Lisa was stricken -- what the hell was she thinking prying like that? "Oh Mara, I'm so sorry for your loss." Mara touched her arm gently and nodded. "No worries," she said, matter of factly. "Shit happens, you move on."
Lisa nodded. "Yep, that's my guiding principle now," she said, and before she knew it, in the spirit of openness between them, she confessed her own recent setbacks, paling as they did in comparison to Mara's tragedy.
Mara put a hand on Lisa's shoulder, and the young woman felt a stir. "Seems maybe we can help each other here," nodding out at the reef. "Down there you get away from smartphones, social media and all the ills of the world," she said. "It's peaceful, for an hour maybe. But it's a place to start, yes?"
Lisa smiled and shook Mara's hand. "Yes! You got a deal. When do we start?"
Mara tried not to dwell on the late love of her life and after a couple years had actually succeeded in thinking of Elaine only once every other hour. Lying in a hammock on her verandah that evening, sipping a Kalik lager while looking out on the calm evening waters and savoring the breeze, she couldn't help thinking how much her new friend reminded her of her old flame.
A silly thought on the face of it -- they were nothing alike. Elaine was tall and athletic, loud and raucous, black and proud, while Lisa was small and sweet, pale and quiet. Elaine would port their tanks to the shore on her broad shoulders, her long legs like pistons -- Mara wondered how the girl would manage to lug her air on shore.
But when Mara first met Elaine, she was about as old as Lisa and a college student too -- her student in fact, at the University of the Bahamas in Nassau where she taught English lit about twenty years ago. Like all profs she had to deal with over-sexed students engorged with puppy love or trying to woo their way into higher grades and, like most of her colleagues (the women, anyway) she successfully fended them off, male and female. Elaine, brilliant and challenging, played the long game, flirted without coming on strong. A smile that melted.

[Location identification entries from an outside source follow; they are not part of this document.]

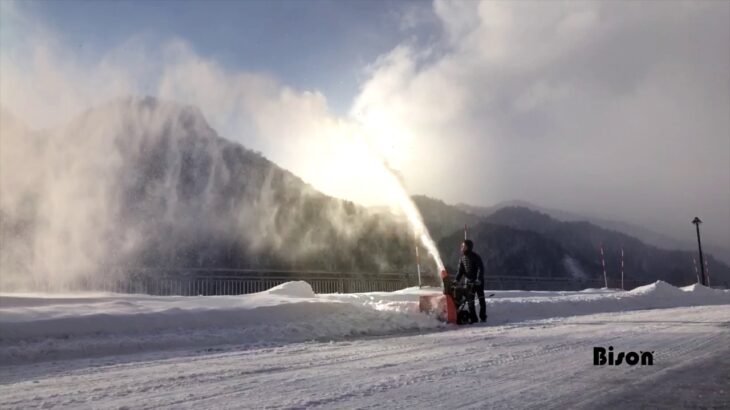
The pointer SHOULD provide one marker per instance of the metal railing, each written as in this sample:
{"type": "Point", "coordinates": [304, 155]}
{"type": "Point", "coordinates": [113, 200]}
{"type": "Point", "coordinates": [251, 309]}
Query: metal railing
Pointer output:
{"type": "Point", "coordinates": [240, 281]}
{"type": "Point", "coordinates": [193, 282]}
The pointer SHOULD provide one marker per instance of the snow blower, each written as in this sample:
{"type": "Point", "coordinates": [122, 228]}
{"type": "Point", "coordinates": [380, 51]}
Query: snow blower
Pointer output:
{"type": "Point", "coordinates": [453, 305]}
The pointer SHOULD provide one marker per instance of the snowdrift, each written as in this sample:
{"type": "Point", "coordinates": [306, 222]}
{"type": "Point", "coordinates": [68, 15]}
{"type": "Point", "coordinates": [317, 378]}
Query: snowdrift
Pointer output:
{"type": "Point", "coordinates": [43, 327]}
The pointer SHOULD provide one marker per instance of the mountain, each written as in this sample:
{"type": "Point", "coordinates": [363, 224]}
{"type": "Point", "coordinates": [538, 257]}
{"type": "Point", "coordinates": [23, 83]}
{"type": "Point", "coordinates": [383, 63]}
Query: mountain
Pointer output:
{"type": "Point", "coordinates": [517, 241]}
{"type": "Point", "coordinates": [645, 235]}
{"type": "Point", "coordinates": [441, 219]}
{"type": "Point", "coordinates": [144, 183]}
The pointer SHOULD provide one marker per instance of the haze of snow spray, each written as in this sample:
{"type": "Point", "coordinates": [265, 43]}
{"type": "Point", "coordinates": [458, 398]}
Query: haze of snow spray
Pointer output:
{"type": "Point", "coordinates": [414, 217]}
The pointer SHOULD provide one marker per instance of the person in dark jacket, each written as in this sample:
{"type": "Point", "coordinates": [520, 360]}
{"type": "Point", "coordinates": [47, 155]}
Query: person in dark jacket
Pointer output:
{"type": "Point", "coordinates": [471, 267]}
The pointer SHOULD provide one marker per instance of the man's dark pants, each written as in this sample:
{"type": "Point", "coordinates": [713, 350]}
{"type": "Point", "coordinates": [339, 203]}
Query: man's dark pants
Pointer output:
{"type": "Point", "coordinates": [479, 291]}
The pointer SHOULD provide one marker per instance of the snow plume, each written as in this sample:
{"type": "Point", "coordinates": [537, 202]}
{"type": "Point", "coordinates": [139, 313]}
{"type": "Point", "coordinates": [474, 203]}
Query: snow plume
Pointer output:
{"type": "Point", "coordinates": [89, 175]}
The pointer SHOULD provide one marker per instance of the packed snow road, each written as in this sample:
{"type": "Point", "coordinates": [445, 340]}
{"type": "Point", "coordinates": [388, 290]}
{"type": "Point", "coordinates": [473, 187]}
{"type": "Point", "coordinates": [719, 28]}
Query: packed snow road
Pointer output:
{"type": "Point", "coordinates": [542, 364]}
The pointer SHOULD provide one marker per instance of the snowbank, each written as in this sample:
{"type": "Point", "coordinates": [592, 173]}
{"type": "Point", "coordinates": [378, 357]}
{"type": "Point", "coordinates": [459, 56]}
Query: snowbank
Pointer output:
{"type": "Point", "coordinates": [34, 326]}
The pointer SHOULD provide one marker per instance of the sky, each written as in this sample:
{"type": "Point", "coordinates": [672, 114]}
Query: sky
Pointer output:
{"type": "Point", "coordinates": [615, 109]}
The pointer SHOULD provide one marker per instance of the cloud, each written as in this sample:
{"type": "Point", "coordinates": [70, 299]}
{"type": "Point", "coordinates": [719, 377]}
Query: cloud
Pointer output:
{"type": "Point", "coordinates": [616, 109]}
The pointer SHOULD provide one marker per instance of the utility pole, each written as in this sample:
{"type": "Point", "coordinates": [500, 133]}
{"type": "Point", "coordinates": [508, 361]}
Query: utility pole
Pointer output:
{"type": "Point", "coordinates": [697, 223]}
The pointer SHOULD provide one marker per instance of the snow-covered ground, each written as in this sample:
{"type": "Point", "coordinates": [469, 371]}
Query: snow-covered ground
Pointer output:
{"type": "Point", "coordinates": [540, 364]}
{"type": "Point", "coordinates": [52, 327]}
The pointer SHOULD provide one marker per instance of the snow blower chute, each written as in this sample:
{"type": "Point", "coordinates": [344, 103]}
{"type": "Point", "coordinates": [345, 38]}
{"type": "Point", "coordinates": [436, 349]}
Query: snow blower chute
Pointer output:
{"type": "Point", "coordinates": [452, 306]}
{"type": "Point", "coordinates": [443, 306]}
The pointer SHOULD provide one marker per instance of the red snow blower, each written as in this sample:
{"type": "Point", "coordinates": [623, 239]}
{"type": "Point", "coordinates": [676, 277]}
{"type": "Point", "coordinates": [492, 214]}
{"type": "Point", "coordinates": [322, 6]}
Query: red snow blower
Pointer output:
{"type": "Point", "coordinates": [452, 306]}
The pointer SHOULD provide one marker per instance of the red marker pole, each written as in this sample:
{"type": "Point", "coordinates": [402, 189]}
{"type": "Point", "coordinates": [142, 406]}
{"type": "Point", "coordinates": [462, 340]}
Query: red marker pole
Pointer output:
{"type": "Point", "coordinates": [418, 267]}
{"type": "Point", "coordinates": [622, 269]}
{"type": "Point", "coordinates": [603, 263]}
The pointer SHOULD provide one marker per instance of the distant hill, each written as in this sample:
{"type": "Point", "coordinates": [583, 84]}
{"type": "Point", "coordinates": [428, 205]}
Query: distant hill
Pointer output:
{"type": "Point", "coordinates": [441, 219]}
{"type": "Point", "coordinates": [519, 241]}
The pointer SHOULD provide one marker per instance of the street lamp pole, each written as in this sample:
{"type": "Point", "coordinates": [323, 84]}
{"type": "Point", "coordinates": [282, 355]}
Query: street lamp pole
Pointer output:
{"type": "Point", "coordinates": [697, 223]}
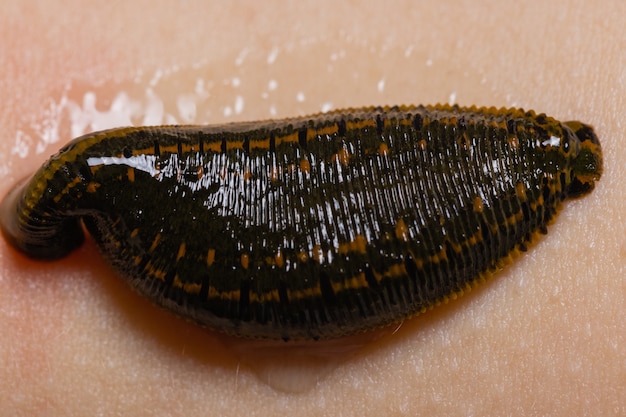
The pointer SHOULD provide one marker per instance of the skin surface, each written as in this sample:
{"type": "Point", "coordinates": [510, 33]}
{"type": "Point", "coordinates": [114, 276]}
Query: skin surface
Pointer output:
{"type": "Point", "coordinates": [545, 336]}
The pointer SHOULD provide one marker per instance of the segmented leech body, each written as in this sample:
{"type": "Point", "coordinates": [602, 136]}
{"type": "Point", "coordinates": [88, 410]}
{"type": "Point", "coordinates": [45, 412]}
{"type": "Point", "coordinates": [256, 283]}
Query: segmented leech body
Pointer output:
{"type": "Point", "coordinates": [309, 227]}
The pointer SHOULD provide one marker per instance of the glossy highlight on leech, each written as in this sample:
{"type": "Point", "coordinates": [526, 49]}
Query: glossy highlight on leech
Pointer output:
{"type": "Point", "coordinates": [310, 227]}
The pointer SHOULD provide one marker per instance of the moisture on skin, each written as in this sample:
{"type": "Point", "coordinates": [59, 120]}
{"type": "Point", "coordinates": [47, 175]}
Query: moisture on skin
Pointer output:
{"type": "Point", "coordinates": [310, 227]}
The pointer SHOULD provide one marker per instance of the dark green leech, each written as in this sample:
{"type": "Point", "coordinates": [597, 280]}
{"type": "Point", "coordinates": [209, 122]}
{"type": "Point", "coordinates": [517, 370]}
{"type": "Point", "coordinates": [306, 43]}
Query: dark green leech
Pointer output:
{"type": "Point", "coordinates": [311, 227]}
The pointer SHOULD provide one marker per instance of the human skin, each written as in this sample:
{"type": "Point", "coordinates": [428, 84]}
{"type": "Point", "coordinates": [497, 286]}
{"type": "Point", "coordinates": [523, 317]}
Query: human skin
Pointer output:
{"type": "Point", "coordinates": [545, 336]}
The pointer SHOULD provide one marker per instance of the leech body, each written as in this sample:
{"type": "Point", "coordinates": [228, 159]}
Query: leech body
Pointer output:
{"type": "Point", "coordinates": [311, 227]}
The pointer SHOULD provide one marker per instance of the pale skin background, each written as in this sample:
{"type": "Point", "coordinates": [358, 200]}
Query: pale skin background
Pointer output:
{"type": "Point", "coordinates": [545, 336]}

As a post-grad student working on her PHd, it was a different story, the rules more lax although her department head looked at the developing relationship with a little dismay. Elaine would whisk Mara away in her Jeep to remote spots on the island for shore dives where they could be alone.
At first, nothing much happened, they became buddies in every sense. But then came the day at the wreck off the west end. It was a popular dive spot for advanced scuba and freedivers, the small navy ship sitting upright at 50 feet, but that morning they had the site all to themselves.

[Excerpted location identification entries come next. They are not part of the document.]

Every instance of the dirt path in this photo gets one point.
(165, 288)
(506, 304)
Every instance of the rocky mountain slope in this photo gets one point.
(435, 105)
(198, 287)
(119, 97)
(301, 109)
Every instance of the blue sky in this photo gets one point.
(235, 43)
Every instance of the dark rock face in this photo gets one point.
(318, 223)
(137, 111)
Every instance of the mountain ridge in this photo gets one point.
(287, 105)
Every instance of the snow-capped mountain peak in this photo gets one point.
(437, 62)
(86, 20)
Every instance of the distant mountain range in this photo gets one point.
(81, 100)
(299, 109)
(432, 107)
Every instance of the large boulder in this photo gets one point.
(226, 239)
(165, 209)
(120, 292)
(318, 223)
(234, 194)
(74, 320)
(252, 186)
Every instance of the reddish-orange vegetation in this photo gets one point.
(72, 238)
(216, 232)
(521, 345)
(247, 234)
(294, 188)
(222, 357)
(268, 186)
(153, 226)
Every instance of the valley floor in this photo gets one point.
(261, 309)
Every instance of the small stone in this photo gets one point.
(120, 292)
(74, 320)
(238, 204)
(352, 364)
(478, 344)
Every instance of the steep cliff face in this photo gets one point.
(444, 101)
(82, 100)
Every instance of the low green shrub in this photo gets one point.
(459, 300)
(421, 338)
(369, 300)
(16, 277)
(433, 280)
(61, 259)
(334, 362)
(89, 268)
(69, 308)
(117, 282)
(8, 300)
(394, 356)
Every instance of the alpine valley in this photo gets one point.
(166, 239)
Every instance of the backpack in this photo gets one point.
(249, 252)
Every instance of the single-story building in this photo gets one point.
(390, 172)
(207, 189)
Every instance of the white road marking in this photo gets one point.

They were on the surface, bobbing in the gentle wake. Mara adjusted her mask, trying to steady her breath--not from the exertion of freediving but from the awareness of Elaine swimming alongside her. Mara had long since given up subtle glances at her long limbs which sliced through the water with ease, her dark skin radiant and her full, kissable lips.
Mara shook off the thought and focused on the next dive. Elaine wanted to penetrate the wreck -- so far, they circled the vessel but Mara was wary of overhead environments. At last she gave in -- Elaine was keen and said there was something amazing she wanted Mara to see. Both of them were experienced freedivers, Elaine's lung capacity more than a match for her own.